Por Rogelio Alaniz
Respetemos a Cristina. Entendamos sus urgencias. Disimulemos sus modales, sus arrebatos, sus tonos, el temblor febril de sus manos. Está luchando por su libertad y todo lo que haga y diga nunca alcanza pero siempre merece ser ponderado. Está luchando por su libertad, la de sus hijos y la de algunos de sus socios. Imposible una causa más noble. Evitemos las frivolidades, los arrumacos. No prestemos atención a su vestuario. En sus condiciones el buen gusto es una exigencia casquivana.
Perdonemos la exhibición de joyas y chafalonías. Está sola, tiene miedo y está enojada. Y cuando ella se pone así su exclusivo refugio es Vuitton, Hermes, Fendi, Tiffany, Graff, Buccellati, Chanel, Cartier, Gucci. Entendamos su retórica. Ampulosa, catastrófica, incluso resentida. ¿Habla como una izquierdista, como una abanderada de los pobres? Pablo Escobar en Medellin y Al Capone en Chicago en situaciones parecidas decían cosas parecidas, porque en los umbrales de la cárcel todos, hasta los más guapos descubren que alguna vez fueron de izquierda o simpatizaron con los pobres.

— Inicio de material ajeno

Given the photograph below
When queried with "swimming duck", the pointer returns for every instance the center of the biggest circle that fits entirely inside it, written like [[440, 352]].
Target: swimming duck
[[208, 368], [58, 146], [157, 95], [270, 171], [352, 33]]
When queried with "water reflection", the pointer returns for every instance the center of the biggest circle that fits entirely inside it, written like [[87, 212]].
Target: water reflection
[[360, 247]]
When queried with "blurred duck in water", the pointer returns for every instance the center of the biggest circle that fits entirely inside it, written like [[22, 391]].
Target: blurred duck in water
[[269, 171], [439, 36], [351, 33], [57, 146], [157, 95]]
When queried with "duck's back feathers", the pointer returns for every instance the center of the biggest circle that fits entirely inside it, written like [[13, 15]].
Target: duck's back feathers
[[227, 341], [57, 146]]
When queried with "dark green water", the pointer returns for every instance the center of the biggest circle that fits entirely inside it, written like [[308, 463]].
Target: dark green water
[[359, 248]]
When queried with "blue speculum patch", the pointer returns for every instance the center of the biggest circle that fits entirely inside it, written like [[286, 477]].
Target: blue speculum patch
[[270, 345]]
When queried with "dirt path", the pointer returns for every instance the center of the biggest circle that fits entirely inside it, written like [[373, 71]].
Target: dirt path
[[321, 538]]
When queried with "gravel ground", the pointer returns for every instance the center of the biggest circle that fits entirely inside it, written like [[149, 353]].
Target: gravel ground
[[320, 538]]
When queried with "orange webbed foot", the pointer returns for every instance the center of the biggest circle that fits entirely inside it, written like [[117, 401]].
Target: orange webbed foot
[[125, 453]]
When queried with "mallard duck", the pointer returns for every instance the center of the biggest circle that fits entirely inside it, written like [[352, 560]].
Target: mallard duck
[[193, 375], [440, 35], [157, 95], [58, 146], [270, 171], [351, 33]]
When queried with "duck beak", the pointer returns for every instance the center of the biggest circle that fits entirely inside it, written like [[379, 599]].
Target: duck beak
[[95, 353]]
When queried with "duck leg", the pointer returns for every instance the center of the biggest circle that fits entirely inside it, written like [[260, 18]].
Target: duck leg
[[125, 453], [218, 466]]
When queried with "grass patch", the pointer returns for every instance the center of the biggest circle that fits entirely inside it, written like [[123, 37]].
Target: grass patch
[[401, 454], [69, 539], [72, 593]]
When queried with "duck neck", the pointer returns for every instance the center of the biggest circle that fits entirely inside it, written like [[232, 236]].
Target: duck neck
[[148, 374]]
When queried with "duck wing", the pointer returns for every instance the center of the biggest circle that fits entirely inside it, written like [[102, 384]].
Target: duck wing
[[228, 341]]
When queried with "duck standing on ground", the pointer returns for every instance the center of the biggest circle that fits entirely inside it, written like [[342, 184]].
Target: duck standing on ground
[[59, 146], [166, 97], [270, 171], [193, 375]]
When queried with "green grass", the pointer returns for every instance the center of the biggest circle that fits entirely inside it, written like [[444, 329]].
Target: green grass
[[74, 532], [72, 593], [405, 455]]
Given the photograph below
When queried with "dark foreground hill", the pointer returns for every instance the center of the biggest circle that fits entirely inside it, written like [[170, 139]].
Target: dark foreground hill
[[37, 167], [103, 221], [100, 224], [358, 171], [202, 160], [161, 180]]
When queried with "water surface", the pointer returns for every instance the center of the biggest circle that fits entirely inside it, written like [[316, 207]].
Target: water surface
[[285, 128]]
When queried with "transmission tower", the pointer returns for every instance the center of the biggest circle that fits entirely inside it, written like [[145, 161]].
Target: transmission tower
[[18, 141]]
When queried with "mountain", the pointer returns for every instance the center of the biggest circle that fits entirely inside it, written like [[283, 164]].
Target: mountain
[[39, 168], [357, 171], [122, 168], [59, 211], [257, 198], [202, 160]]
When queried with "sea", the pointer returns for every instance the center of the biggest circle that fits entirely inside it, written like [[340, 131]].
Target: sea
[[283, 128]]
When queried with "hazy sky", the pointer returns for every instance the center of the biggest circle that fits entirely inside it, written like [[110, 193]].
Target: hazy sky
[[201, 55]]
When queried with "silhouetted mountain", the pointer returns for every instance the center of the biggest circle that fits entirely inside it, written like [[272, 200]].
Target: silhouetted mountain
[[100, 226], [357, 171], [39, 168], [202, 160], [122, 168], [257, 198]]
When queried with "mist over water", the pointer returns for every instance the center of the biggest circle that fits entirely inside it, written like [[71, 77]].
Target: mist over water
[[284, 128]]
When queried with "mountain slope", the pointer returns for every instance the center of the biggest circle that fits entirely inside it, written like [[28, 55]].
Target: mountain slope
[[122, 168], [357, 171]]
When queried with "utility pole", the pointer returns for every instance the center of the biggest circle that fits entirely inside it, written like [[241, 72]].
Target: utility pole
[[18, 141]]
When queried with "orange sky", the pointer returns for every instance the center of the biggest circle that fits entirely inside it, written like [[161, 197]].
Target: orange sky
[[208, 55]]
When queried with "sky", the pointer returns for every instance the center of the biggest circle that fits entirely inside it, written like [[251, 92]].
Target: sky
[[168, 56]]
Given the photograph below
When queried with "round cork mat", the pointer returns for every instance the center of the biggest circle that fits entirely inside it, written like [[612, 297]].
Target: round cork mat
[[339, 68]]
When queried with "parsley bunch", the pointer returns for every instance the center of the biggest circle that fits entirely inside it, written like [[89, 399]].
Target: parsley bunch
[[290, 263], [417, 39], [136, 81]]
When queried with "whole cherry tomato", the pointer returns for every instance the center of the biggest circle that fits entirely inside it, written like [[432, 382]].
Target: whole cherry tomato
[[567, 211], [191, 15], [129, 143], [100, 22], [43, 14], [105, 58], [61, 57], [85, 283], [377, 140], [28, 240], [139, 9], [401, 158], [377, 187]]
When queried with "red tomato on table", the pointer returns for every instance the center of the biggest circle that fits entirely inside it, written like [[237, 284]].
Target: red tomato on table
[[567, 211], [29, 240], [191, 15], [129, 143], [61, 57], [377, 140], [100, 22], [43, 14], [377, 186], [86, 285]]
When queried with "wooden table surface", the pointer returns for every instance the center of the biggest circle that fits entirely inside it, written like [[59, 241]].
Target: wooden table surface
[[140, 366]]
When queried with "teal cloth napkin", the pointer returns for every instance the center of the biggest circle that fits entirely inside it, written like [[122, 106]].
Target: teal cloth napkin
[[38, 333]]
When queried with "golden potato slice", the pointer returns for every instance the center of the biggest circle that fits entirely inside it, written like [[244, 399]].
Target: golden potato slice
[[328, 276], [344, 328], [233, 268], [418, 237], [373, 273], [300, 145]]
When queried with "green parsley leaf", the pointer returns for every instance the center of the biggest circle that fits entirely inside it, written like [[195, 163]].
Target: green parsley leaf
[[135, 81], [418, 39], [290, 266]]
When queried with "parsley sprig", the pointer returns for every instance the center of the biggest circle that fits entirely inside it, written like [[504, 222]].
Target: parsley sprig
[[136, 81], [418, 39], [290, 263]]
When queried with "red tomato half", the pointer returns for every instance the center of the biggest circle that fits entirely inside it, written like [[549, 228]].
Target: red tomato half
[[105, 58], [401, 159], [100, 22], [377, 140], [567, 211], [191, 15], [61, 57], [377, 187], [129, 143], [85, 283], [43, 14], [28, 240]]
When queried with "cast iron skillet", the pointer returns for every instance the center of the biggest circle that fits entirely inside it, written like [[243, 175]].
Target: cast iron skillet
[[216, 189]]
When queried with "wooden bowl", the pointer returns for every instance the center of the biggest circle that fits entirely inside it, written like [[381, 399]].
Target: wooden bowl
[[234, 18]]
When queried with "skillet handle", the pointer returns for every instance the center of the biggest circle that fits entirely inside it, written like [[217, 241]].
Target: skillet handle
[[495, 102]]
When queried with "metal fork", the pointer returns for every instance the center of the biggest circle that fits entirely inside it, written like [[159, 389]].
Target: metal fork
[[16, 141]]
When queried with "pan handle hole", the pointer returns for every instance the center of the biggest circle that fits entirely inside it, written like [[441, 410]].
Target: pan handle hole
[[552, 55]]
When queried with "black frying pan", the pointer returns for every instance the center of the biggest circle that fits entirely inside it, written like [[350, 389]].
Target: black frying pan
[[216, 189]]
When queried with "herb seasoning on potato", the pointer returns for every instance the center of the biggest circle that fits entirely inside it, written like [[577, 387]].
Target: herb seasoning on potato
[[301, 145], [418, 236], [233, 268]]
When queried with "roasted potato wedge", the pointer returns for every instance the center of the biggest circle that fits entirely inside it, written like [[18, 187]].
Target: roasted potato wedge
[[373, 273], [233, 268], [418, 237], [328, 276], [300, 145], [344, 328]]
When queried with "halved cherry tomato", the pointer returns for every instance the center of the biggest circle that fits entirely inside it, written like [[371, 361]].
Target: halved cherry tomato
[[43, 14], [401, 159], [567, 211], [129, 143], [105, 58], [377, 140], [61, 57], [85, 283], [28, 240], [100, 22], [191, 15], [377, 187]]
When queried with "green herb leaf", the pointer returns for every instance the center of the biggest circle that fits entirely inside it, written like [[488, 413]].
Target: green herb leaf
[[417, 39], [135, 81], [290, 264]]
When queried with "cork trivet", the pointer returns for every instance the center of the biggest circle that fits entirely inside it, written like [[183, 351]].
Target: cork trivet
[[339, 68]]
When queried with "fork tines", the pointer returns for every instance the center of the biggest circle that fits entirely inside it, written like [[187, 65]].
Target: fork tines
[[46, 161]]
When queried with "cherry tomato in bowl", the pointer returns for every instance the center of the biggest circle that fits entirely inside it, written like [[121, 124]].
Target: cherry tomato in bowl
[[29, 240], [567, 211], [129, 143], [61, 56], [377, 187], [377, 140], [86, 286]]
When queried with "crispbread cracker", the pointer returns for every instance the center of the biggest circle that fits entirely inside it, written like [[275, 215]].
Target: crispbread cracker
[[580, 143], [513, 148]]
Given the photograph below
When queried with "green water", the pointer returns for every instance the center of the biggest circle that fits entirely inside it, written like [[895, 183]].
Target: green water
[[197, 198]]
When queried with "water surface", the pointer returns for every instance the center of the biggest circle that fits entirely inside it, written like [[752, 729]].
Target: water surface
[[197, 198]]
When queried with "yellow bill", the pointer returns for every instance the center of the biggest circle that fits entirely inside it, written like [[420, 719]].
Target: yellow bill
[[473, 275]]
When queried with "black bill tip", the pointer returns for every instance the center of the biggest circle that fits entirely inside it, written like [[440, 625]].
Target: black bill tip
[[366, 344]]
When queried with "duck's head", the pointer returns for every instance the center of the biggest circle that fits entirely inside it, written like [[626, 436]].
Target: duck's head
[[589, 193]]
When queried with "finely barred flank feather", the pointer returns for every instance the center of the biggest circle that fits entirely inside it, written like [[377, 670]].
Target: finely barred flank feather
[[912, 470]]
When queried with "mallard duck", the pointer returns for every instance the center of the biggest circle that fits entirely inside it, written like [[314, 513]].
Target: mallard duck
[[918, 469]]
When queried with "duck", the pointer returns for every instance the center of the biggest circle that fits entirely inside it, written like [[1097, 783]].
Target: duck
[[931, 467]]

Sonrisa piadosa y tratar de entenderla. ¿Qué pretendemos? ¿Qué diga que robaban por lujuria? ¿Qué robaban y se arrodillaban para rezar delante de una caja fuerte? Piedad. Tampoco pidamos lo imposible. No es justo, no es humano. ¿O es necesario explicar que reclamarle a los Kirchner que no roben es una pretensión tan vana, tan imposible, tan utópica como exigirle a Drácula que no se alimente de sangre después de que lo designamos director de un Banco de Sangre? Pobre Drácula. Pobre Cristina.